What matters is I went all the way to Africa to finally get the message about how hard I’ve been pushing myself. How long I have been maxed out. How many ways I have shortchanged myself, put myself on the backburner because busy, because tired, because there was something else to do, some other way to be distracted.

And so, my body made the decision for me.

Not even two weeks before, I’d been back on my own continent, in a city still not my own catching up with SBG the rapid-fire way you do when you don’t get to spend as much time as you want with one of your most favorite people in the world.

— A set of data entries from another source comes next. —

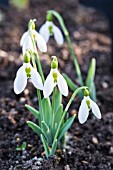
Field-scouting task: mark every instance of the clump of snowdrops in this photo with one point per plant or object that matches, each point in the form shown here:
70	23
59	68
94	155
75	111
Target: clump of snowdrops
53	119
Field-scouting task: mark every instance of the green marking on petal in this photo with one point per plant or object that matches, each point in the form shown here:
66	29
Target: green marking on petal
55	76
88	103
28	72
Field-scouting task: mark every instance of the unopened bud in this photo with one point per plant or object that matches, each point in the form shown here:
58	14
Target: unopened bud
49	17
86	92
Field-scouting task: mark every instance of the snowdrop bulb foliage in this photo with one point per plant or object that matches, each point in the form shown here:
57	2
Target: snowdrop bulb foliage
86	105
26	40
24	72
55	78
48	29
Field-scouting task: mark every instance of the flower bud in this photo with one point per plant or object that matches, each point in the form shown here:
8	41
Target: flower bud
27	57
49	17
31	24
54	63
86	93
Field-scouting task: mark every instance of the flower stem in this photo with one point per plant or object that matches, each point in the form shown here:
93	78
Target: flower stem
66	109
66	33
37	57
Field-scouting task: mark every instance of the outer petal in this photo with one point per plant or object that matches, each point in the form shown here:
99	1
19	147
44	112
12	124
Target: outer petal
83	112
58	35
27	44
20	81
95	109
41	43
24	36
62	85
48	85
44	31
36	79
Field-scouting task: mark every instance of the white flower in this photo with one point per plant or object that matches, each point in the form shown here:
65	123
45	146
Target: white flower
26	41
55	78
27	71
85	107
49	29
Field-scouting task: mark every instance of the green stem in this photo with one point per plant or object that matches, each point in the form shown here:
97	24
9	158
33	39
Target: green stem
66	109
37	57
66	33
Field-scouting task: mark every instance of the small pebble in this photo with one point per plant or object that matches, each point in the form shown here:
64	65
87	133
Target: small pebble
66	167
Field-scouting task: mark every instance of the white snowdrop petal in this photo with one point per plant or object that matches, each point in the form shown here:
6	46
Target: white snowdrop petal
24	36
44	31
48	85
20	81
83	112
95	109
41	43
27	45
62	85
36	79
58	35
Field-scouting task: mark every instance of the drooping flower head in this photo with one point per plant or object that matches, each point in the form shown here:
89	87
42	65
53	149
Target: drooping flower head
86	105
27	42
55	78
24	72
49	28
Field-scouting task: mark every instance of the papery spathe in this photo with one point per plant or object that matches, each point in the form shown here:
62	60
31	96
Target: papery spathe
46	32
26	41
51	82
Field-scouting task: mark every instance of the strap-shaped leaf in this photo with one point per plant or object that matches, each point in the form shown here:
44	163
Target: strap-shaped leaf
35	127
90	79
54	146
45	144
47	112
58	114
58	100
46	132
33	111
66	126
70	83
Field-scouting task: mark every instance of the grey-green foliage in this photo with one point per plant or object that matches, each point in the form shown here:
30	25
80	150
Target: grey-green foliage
49	122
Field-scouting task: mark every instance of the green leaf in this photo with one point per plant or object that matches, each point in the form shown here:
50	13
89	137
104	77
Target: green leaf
35	127
33	111
47	112
54	146
58	100
90	79
66	126
70	83
45	145
58	114
46	131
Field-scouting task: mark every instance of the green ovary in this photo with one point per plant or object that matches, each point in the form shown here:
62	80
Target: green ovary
88	103
28	72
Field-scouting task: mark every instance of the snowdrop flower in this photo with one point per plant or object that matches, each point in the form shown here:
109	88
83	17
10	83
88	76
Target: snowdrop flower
24	72
55	78
26	40
48	29
86	105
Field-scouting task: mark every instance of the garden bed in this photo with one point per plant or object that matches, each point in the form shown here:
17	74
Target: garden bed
89	146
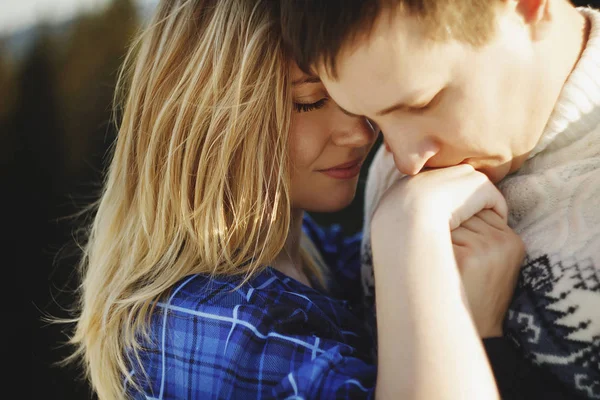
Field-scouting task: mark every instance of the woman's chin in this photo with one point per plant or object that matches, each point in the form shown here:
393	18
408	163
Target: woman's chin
332	203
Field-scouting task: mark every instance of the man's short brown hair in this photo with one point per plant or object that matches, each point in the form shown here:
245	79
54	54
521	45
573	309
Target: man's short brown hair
315	31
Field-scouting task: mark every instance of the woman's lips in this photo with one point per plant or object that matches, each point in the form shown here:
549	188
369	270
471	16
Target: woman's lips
347	170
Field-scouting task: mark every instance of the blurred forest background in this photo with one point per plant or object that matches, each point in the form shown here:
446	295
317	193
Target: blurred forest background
56	88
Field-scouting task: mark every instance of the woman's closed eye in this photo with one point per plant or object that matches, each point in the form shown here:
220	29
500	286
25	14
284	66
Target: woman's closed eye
304	107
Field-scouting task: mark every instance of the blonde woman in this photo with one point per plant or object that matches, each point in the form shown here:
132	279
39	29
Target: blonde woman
202	275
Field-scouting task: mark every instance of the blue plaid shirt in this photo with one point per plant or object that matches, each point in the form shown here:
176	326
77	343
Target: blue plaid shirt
273	337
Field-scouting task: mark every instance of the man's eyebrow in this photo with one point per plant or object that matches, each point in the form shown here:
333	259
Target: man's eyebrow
306	79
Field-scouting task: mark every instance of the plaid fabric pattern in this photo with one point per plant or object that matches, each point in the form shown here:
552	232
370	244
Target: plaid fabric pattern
273	337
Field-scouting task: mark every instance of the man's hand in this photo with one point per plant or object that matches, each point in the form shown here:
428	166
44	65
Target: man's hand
489	255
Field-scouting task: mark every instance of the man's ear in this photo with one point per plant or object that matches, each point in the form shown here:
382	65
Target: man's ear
536	14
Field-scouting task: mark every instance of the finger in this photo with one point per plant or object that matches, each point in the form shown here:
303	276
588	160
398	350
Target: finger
495	201
477	225
463	237
492	218
460	254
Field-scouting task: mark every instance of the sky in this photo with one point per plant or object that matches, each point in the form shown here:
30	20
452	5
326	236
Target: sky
18	14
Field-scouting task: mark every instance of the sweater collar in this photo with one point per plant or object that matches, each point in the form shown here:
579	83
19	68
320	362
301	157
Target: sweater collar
578	107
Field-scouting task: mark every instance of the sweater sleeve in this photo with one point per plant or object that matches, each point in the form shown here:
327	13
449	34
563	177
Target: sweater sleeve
517	378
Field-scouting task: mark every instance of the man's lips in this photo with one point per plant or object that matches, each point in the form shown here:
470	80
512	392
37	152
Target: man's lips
344	165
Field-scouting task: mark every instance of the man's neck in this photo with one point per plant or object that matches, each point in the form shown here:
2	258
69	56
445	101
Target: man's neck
558	56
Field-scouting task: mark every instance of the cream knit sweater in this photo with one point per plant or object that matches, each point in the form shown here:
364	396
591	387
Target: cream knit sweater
554	203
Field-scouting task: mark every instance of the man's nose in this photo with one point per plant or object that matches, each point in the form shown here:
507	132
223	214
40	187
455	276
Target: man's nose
410	161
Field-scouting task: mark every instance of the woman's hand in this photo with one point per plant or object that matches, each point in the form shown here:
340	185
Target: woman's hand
443	197
425	330
489	255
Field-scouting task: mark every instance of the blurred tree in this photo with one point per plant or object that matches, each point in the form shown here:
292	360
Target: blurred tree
7	97
62	119
87	79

“I realize that I can’t- like I am actually starting to be physically incapable- of working at or over capacity for sustained periods of time-“
“I mean, I been tryna tell you that you are not just a pretty robot.”
“I know, but it seems like such a necessity at times-“
“Does it though?”

But I thought I could push it for 3 more weeks. I thought I could come off a 10-day trip, spend 6 days prepping for another 3-week trip, and once I came home, I could rest. I’d sleep in and eat well and do yoga or whatever the fuck. I just needed 3 weeks.

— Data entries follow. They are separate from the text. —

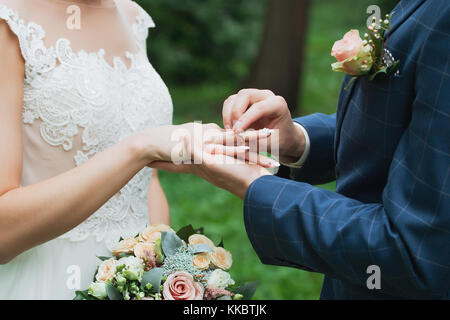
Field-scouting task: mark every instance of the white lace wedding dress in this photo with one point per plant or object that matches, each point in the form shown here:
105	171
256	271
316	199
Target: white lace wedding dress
85	89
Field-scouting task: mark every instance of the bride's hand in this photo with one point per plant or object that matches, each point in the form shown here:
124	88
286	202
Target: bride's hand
172	142
187	142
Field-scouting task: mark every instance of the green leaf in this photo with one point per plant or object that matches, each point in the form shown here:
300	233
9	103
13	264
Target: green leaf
83	295
200	230
170	242
247	290
349	84
154	277
201	248
393	68
113	292
185	232
103	258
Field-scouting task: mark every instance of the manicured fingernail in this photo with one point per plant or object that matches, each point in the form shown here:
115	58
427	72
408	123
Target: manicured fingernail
273	163
267	132
237	126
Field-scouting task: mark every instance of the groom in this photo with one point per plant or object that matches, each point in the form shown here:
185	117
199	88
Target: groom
388	147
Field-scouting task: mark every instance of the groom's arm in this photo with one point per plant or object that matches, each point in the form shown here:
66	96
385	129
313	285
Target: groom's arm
407	235
319	166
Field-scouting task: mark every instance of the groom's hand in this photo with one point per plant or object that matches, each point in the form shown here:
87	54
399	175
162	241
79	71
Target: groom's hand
258	109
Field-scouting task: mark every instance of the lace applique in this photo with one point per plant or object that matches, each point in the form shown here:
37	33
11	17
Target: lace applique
81	96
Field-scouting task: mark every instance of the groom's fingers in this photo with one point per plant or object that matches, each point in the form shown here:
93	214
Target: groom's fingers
226	112
236	105
241	153
171	167
262	109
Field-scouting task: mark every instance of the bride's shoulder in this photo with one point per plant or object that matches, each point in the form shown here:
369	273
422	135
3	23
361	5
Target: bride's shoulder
132	9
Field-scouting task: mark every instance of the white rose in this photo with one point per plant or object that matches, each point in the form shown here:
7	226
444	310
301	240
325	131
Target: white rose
133	268
98	290
220	279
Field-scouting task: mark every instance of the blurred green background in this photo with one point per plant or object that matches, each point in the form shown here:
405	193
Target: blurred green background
204	51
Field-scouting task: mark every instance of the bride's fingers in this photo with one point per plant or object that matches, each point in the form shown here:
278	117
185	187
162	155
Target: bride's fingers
242	153
227	137
171	167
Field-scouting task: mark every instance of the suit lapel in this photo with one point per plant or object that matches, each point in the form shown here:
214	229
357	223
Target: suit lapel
344	100
402	11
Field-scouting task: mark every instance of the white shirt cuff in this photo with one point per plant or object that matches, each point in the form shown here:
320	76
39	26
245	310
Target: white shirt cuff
305	154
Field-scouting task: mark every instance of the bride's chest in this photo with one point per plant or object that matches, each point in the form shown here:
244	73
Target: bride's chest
85	97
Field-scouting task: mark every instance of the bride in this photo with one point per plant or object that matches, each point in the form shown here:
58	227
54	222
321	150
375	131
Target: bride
83	113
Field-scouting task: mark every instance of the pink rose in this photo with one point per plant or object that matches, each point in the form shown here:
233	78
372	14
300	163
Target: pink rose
348	47
354	56
181	286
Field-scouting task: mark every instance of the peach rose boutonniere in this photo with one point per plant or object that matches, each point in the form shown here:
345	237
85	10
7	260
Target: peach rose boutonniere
358	57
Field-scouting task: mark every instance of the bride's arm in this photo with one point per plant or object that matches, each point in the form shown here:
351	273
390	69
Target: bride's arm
158	207
37	213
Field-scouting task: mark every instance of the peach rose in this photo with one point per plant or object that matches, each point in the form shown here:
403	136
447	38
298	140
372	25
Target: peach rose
153	233
196	239
106	271
221	258
144	250
348	46
181	286
201	261
353	55
125	246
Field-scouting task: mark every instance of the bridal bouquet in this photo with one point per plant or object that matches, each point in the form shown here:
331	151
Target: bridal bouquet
161	264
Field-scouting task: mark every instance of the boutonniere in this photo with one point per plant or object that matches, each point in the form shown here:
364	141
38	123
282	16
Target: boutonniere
368	57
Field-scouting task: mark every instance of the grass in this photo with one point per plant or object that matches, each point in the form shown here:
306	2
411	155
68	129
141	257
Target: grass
194	201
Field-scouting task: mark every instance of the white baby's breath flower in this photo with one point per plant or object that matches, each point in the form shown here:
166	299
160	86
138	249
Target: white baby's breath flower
133	268
220	279
98	290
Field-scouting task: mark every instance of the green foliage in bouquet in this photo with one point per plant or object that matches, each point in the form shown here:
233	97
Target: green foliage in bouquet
150	265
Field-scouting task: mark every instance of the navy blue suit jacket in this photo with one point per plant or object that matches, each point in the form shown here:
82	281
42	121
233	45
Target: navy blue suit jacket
388	147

Instead my body quit on me. 

I didn’t even think about my own culpability until I was sprawled on a metal bed, trying not to cry, trying to care about being in such a compromising position with strangers and in too much pain to care.

The appointment. The fucking doctor’s appointment I’d pushed. Then pushed again. Then canceled altogether. Because, busy.

You woulda caught this. You did this to you. You ruined your trip.

I try not to think about it, so naturally, it’s all I think about. 

I have to go home. Alone. Like I shoulder so many things. So I have hours and hours to think about not thinking about it. About the way living full throttle has burst my life wide open while also rubbing me raw at the seams. About how going has left me gone. 

The sherbet sunrise slices through the dark sky that drapes over the Brussels airport. I think about how grateful I am to be here, how many things about my life dictated that I never should have been here.

You wouldn’t have experienced this if you hadn’t done what you’ve done. 
Yeah, but now you aren’t really getting this full experience because you fucking ruined it. 

And here is where I am. In Belgium, yes, but in purgatory too. The pride of looking at the Parthenon of this life I’ve built. The guilt about what it cost me to erect. 

If I were telling the whole truth, I’d say that stopping, braking, breaking, feels like losing. That instead of some lesson, it feels like a failure, an indictment of some weakness I am just not good enough to overcome. That just as I have lost things to the build, if I hadn’t done all the things I’ve done, I’d have drowned in an ocean of what could have beens. If I were honest, I’d say I knew the reckoning was coming months ago, maybe a year ago. But like everything, it had to be rescheduled. 

I know I need quiet. I know I need rest and nourishment and touch and laughter and softness. I know I need slow and care.

But it also feels like giving up. 
And I don’t always know where to go to get it.
And I know I should be able to build it for myself rather than rely on someone else to bring it to me.
But that just feels like another thing to do.

So, I move. I juggle and manage and put out fires and work a little harder, a little longer, a little better than I thought I could. I watch all the pieces click into place even as it feels like I am falling apart. I’ve worked so hard that rest feels like a loss of momentum, even as I’m floundering.

I went all the way to Africa for my body to quit on me.
Mostly because I’d already quit on me too.